I have a little tree in my backyard.
It’s the pretty kind with a skinny trunk that flops over at the top like Rapunzel’s hair, spilling its leaves to the ground.
Someone else planted it a long time ago, long enough for it to be completely encased in twisted wisteria and giant spirea branches. After a lot of heaving, pulling and cutting, there it was, this lovely little tree.
It’s an ornamental Mulberry. But I didn’t know that then, not until I found its berries.
One day in mid July I was under the mulberry pulling gout weed from the soil (something I do, all the time. I call it artisinal gardening.) Between the weeds were fat berries, much like a blackberry but longer, almost conical. I stopped the podcast I was listening to long enough to google the situation with my dirty fingers. Mulberries! safe to eat! Great in cobblers, jams, cordials and jellies! So I collected and ate. The next week I collected again. A few weeks passed, then a few more, and that cute little tree is still fruiting, just enough to sprinkle into something with all the peaches and nectarines that are so good right now.
This is where Marie comes in, my Instagram friend from Australia. Her feed tells me she’s a baker, a preserver and a lover of stories. And she’s a listener to The Food Podcast. So of course I like her.
Last week when I posted a Julia Turshen inspired peach cobbler image, in honour of Julia being on the next episode of The Food Podcast, Marie reached out with THE BEST recipe for me to try: an upside-down version of a stone fruit cobbler – an Australian version shall we say – opposite to this place, upside down, or right side up, but still delicious, still understandable, still familiar. It’s called Sadie’s Apricot Cobbler. But now it’s Marie’s. That’s how it goes.
The recipe begins by placing butter directly into the pan the cobbler will be made in, and sliding the pan into a preheating oven to melt the butter. I like it immediately; efficient steps make me happy. In a small bowl I whisk together flour, a little sugar, baking powder and a pinch of salt. I stir in milk until the mixture is just smooth. I am essentially making a pancake batter, (you’ll know from episode three of The Food Podcast that I LOVE pancakes) without having to fuss with melted butter. That was already melting in the pan in the oven! The directions then tell me to take the pan out of the oven, pour the batter over the butter and DO NOT STIR. The now browned butter licks up the edge of the pan, cradling the batter in nutty deliciousness.

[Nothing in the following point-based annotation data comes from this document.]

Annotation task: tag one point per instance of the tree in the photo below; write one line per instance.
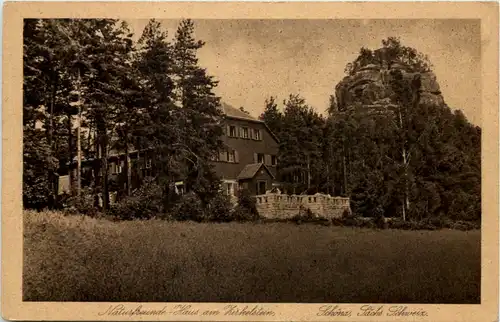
(199, 113)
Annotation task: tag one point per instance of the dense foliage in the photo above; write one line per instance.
(150, 95)
(414, 161)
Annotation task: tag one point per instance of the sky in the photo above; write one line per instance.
(254, 59)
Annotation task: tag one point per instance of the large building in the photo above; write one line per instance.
(250, 160)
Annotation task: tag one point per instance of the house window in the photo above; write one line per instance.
(245, 133)
(260, 158)
(256, 134)
(232, 131)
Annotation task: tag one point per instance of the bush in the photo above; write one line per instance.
(144, 203)
(242, 214)
(379, 219)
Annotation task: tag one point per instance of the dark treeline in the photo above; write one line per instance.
(414, 160)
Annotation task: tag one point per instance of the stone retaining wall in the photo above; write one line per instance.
(282, 206)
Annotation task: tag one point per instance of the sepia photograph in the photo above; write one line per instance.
(241, 160)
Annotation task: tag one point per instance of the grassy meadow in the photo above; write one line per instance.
(77, 258)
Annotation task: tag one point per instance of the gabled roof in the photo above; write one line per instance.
(250, 170)
(233, 112)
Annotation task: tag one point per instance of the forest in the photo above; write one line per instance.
(89, 88)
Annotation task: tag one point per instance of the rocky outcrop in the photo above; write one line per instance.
(370, 85)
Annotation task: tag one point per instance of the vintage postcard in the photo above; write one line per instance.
(250, 161)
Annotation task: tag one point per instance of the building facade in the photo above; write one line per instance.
(248, 161)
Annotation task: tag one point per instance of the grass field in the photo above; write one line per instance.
(77, 258)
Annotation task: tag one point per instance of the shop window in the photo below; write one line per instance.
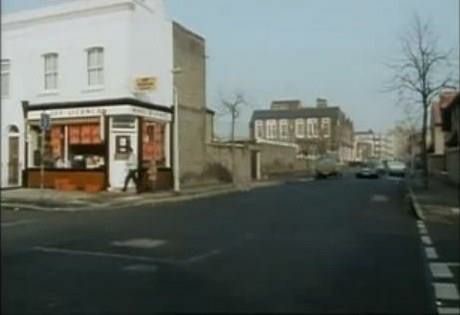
(122, 144)
(95, 63)
(51, 71)
(5, 78)
(124, 122)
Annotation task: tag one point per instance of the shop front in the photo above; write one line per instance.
(87, 145)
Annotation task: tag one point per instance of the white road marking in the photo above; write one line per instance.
(141, 268)
(139, 243)
(440, 270)
(448, 311)
(16, 223)
(453, 264)
(426, 240)
(431, 253)
(203, 257)
(104, 255)
(446, 291)
(423, 230)
(379, 198)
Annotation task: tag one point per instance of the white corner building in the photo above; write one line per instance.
(102, 71)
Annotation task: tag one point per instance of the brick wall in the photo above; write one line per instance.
(189, 56)
(452, 164)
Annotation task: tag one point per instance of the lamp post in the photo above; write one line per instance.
(176, 134)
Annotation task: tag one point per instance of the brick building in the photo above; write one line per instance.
(316, 130)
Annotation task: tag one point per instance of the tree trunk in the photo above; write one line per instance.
(424, 144)
(233, 149)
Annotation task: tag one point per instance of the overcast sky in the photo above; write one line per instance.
(304, 49)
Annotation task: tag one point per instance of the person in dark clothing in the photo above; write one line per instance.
(131, 169)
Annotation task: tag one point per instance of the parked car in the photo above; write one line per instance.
(369, 170)
(328, 166)
(381, 167)
(396, 169)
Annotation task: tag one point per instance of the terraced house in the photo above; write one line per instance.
(105, 72)
(316, 130)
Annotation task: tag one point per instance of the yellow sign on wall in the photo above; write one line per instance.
(146, 83)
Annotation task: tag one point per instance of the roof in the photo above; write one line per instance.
(306, 112)
(59, 9)
(186, 30)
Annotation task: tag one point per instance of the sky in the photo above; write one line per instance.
(304, 49)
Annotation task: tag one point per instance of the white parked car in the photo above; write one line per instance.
(396, 169)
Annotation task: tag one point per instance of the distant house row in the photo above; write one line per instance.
(316, 130)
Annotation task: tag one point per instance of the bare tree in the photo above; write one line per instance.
(233, 106)
(418, 74)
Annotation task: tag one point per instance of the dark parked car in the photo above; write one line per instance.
(369, 170)
(396, 169)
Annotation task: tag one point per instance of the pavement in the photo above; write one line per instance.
(440, 202)
(331, 246)
(437, 210)
(53, 200)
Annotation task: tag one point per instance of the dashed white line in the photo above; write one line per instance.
(204, 256)
(453, 264)
(16, 223)
(426, 240)
(446, 291)
(139, 243)
(423, 230)
(440, 270)
(431, 253)
(104, 255)
(448, 311)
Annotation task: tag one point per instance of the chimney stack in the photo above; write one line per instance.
(321, 102)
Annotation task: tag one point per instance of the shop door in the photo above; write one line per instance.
(13, 161)
(118, 160)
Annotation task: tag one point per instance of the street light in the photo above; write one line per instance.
(176, 133)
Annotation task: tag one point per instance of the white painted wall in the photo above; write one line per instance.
(136, 36)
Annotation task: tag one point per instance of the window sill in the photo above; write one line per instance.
(92, 89)
(49, 93)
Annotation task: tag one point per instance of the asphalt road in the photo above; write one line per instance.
(338, 245)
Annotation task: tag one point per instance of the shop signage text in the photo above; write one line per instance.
(146, 83)
(103, 110)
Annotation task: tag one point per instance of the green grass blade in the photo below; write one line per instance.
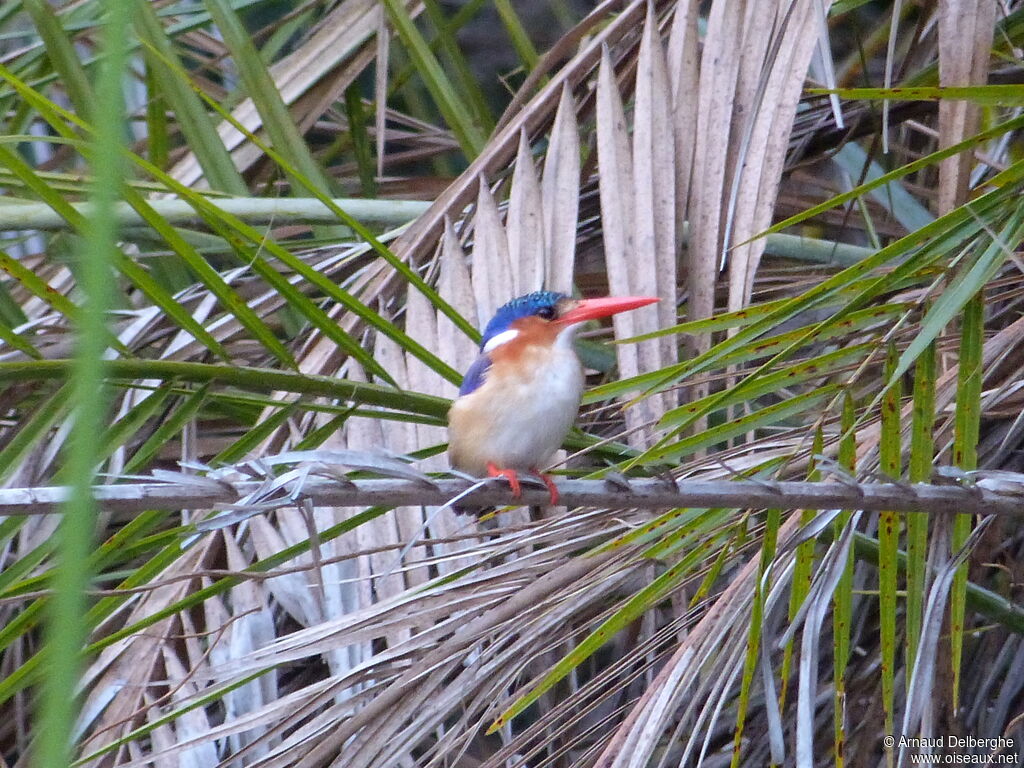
(890, 465)
(60, 51)
(456, 113)
(253, 379)
(966, 433)
(66, 629)
(195, 122)
(803, 572)
(768, 545)
(517, 34)
(843, 597)
(922, 458)
(260, 87)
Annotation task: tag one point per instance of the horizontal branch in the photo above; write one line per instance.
(187, 492)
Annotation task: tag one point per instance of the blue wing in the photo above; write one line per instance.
(475, 376)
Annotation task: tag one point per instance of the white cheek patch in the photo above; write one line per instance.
(503, 338)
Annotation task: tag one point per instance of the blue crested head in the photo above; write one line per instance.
(541, 303)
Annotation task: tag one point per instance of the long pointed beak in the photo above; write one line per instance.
(593, 308)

Then I nestle sliced nectarines into the batter, scatter those little mulberries around and finish it all off with a sprinkling of sugar.
I watch as the Australian cobbler bakes. (My new oven has a light and the door is so clean, I can barely believe the view). The batter rises like a Dutch baby, one of those oven pancakes baked in cast iron that fluff up like a soufflé then fall at little at the table. I love those things. I couldn’t believe it – a pancake and a fruit cobbler with a crusty, sweet muffin-top surface, all rolled into one.
Marie’s Dutch Baby Stone Fruit Upside Down Australian Cobbler with a sprinkling of Mulberries
50g (4 tablespoons) butter
100g (2/3 cup) all purpose flour
100g (1/2 cup) sugar
2 teaspoons baking powder
pinch sea salt
170 ml (2/3 cup) milk
450g (1 lb) stone fruit, halved and stones removed ( I used 4 nectarines)
Preheat oven to 400F (200C). Recipe calls for a 2 litre (8 cup) casserole dish. I used my oval copper pot – who’s kidding who – just for show. Add butter to the pan and pop it into the preheating oven to melt the butter.
Mix flour, half the sugar, baking powder and sea salt in bowl. Add the milk and beat just until smooth. Take the pan out of the oven and pour batter over the melted butter. Lay the halved fruit over the batter and finish with the remaining sugar (and a scattering of mulberries, or any berries, if you’d like). Place the dish in the centre of the oven, turn the temperature down to 350F (180C) and bake for 1 hour.
The recipes says ‘the edges should start to caramelize and the fruit will sink into the swelling batter.’
It’s all true.
Eat it warm from the oven, with kids or friends, neighbours, or anyone who appreciates the fruits of your labour and your mulberry tree.